# Toy version

In [1]:
import numpy as np
import pandas as pd

import torch
import torch.optim as optim
from torch.nn import functional as F


from scripts.Agent import Episode, iRDPGAgent, PERBuffer, generate_demonstration_episodes, collect_episode
from scripts.Env import POMDPTEnv, dt_policy, intraday_greedy_actions

from tqdm import trange, tqdm

In [2]:
device = torch.device("cuda" if torch.cuda.is_available() else "cpu")

In [3]:
df = pd.read_csv('data/INTC_1Min_2023-08-01_2024-01-31.csv')
df = df[:len(df)//50]

In [4]:
def train(config, env, agent, buffer):

    actor_optim = optim.Adam(list(agent.actor_gru.parameters()) + list(agent.actor_fc.parameters()), lr=config["actor_lr"])
    critic_optim = optim.Adam(list(agent.critic_gru.parameters()) + list(agent.critic_fc.parameters()), lr=config["critic_lr"])
    

    demo_episodes = generate_demonstration_episodes(env, 
                        n_episodes=config["min_demo_episodes"])
    
    for episode in tqdm(demo_episodes, desc="Pre-filling buffer"):
        buffer.add_episode(episode)
    
    # Training loop
    for epoch in trange(config["epochs"], desc="Training"):

        agent_episode = collect_episode(env, agent, add_noise=True)
        buffer.add_episode(agent_episode)
        
        if len(buffer) < config["min_demo_episodes"]:
            continue
            
        batch, indices, weights = buffer.sample(config["batch_size"])
        
        critic_losses = []
        actor_losses = []
        new_priorities = []

        # Process episodes
        # Inside batch processing loop:
        for episode in batch:
            obs = episode.obs.unsqueeze(0)  # [1, T, obs_dim]
            actions = episode.actions.unsqueeze(0)  # [1, T, action_dim]
            rewards = episode.rewards.unsqueeze(0).unsqueeze(-1)  # [1, T, 1]
            expert_acts = episode.expert_actions.unsqueeze(0)  # [1, T, action_dim]
            dones = episode.dones.unsqueeze(0).unsqueeze(-1)  # [1, T, 1]

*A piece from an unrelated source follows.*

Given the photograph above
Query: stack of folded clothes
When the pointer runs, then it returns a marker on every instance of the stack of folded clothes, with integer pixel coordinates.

            # Initialize hidden states at the start of each episode
            h_actor, h_critic = None, None
            h_actor_target, h_critic_target = None, None
            
            # Store per-timestep losses
            episode_critic_loss = 0
            episode_actor_loss = 0
            
            # Process each timestep
            for t in range(obs.size(1)):
                # Current timestep data
                obs_t = obs[:, t:t+1, :]
                action_t = actions[:, t:t+1, :]
                reward_t = rewards[:, t:t+1, :]
                done_t = dones[:, t:t+1, :]
                expert_act_t = expert_acts[:, t:t+1, :]

                # ----------------- Critic Update -----------------
                with torch.no_grad():
                    # Target Q-value
                    _, target_q_t, h_actor_target, h_critic_target = agent.target_forward(
                        obs_t, h_actor_target, h_critic_target
                    )
                    target_q = reward_t + (1 - done_t.float()) * config["gamma"] * target_q_t

                # Current Q-value
                q_value_t, h_critic = agent.critic_forward(obs_t, action_t, h_critic)
                
                # Critic loss
                critic_loss = F.mse_loss(q_value_t, target_q)
                episode_critic_loss += critic_loss.item()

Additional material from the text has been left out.